The fascinating twist in all of this is that museum attendance has increased significantly since those dark days two winters ago as Corvette aficionados in far greater numbers stop by to see the hole and inspect the damaged cars on display. The sinkhole has been filled in and the floor repaired. And the museum staff, who work among seemingly endless displays created around the Corvette theme, remain optimistic that publicity generated by the event will keep fans coming.
“People just really enjoy hearing the story and like seeing the damage,” spokesperson Katie Frassinelli said, in a story reported by Associated Press. “I guess it’s the rubberneck effect.”
We all get that. It borders on shocking to see violent damage inflicted on a Corvette or some other finely crafted machine that’s been whacked or crushed or flooded – like the rows of new Volkswagens destroyed in last week’s Tianjin, China explosion and fire.

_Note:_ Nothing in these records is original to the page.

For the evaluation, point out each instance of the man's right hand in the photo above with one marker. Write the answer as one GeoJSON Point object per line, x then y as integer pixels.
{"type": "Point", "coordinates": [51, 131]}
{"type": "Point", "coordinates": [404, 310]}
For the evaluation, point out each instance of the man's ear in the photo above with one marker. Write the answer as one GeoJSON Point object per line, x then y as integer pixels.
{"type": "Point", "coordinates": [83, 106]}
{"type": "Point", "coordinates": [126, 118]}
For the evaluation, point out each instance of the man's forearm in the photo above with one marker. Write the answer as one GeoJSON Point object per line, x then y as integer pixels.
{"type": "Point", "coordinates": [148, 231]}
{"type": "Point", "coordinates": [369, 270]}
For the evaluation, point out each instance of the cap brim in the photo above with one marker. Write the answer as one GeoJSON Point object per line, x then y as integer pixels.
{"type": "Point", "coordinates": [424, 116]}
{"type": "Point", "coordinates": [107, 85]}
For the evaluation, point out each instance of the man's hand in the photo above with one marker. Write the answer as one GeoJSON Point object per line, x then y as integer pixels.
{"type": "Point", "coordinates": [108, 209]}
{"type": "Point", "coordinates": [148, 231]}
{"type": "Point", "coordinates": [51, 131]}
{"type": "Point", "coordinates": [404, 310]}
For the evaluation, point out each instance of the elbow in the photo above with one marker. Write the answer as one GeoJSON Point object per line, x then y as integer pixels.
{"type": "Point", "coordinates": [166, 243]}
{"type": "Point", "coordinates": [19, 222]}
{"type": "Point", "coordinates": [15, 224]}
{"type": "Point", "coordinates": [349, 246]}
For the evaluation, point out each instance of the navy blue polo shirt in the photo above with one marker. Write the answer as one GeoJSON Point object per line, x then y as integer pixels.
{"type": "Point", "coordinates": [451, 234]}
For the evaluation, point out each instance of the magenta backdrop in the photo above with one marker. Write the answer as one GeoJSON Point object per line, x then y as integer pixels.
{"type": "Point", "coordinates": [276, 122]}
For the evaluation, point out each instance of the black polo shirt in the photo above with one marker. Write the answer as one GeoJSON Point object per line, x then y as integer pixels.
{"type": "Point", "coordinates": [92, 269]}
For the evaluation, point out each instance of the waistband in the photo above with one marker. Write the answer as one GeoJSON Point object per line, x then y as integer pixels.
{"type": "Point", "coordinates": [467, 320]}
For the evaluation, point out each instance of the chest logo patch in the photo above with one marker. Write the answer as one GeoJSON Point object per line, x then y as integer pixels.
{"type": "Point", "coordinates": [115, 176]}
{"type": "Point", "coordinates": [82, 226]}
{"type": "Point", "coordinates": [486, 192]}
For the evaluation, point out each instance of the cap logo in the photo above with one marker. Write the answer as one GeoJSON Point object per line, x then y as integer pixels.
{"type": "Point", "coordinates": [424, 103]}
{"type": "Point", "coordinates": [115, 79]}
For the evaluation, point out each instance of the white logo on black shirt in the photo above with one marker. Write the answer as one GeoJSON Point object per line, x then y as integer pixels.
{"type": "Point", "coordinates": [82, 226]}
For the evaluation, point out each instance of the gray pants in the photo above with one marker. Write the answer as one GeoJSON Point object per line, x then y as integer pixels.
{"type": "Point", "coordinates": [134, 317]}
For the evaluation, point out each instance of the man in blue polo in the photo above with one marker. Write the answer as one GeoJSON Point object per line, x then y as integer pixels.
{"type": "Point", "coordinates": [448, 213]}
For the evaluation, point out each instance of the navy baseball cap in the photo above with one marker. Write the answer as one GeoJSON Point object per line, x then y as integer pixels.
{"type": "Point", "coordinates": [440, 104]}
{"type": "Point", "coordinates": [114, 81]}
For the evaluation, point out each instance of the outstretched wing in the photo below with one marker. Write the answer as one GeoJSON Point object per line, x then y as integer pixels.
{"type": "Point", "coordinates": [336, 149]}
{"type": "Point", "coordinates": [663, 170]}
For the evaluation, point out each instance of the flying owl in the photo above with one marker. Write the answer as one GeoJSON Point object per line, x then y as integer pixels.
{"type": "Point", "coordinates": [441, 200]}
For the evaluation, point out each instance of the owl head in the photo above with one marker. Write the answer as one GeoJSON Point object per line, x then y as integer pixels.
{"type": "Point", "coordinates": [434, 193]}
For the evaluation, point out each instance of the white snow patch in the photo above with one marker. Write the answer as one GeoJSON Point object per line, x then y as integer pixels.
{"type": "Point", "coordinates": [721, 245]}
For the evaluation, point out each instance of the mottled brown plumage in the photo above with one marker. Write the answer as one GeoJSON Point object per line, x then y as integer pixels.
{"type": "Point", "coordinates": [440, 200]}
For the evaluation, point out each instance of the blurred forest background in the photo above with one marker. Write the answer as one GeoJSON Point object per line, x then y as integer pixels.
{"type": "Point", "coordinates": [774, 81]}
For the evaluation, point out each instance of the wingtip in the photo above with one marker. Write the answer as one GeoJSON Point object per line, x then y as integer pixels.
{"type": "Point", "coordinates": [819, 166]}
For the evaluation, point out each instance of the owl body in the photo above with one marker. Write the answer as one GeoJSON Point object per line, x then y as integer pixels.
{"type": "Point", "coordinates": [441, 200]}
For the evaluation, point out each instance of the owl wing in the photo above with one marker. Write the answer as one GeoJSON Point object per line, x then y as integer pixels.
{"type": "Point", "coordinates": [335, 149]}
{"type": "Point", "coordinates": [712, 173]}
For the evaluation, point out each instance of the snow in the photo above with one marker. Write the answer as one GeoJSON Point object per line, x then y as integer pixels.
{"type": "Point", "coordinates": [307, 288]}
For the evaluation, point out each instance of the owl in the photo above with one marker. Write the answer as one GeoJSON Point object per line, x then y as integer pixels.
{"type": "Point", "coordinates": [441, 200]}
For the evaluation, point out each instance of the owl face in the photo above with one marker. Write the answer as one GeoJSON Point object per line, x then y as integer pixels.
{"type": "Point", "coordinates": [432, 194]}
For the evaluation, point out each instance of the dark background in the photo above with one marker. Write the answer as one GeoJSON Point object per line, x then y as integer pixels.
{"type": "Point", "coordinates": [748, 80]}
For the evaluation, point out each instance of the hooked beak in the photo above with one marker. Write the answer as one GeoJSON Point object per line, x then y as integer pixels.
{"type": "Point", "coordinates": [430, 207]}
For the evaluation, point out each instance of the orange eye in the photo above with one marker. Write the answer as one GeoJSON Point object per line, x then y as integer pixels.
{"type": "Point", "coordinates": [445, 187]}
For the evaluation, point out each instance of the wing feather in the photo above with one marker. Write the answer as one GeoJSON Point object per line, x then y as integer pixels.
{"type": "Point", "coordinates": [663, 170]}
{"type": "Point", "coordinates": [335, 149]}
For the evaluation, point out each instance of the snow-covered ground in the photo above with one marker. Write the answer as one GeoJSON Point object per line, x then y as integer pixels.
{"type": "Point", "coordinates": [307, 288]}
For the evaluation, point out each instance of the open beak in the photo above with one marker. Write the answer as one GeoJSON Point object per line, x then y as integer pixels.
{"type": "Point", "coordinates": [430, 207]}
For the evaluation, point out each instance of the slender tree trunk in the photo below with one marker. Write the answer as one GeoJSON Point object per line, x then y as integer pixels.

But what I don’t get is how little story about the sinkhole event there is on the Corvette Museum’s Web site, which, given all the notoriety and increased attendance, should be featured more prominently – or at least be directly accessible from the site’s landing page. I had to hunt and hunt and hunt before I found mention of the sinkhole ‘Vettes and even sat patiently through a breathlessly paced video that I thought might contain footage of the cars tumbling toward their fate – or the sinkhole’s after effects; it did not.
To their credit, the museum has embraced what at first must have seemed like a nightmare and has turned it into a plus. They just need to let the world know about it more effectively – front and center. They need more story, because as no less a personage than The Donald has said,
“Sometimes by losing a battle you find a new way to win the war.”
TakeAway: Shine up that bad apple and put it to work for your business.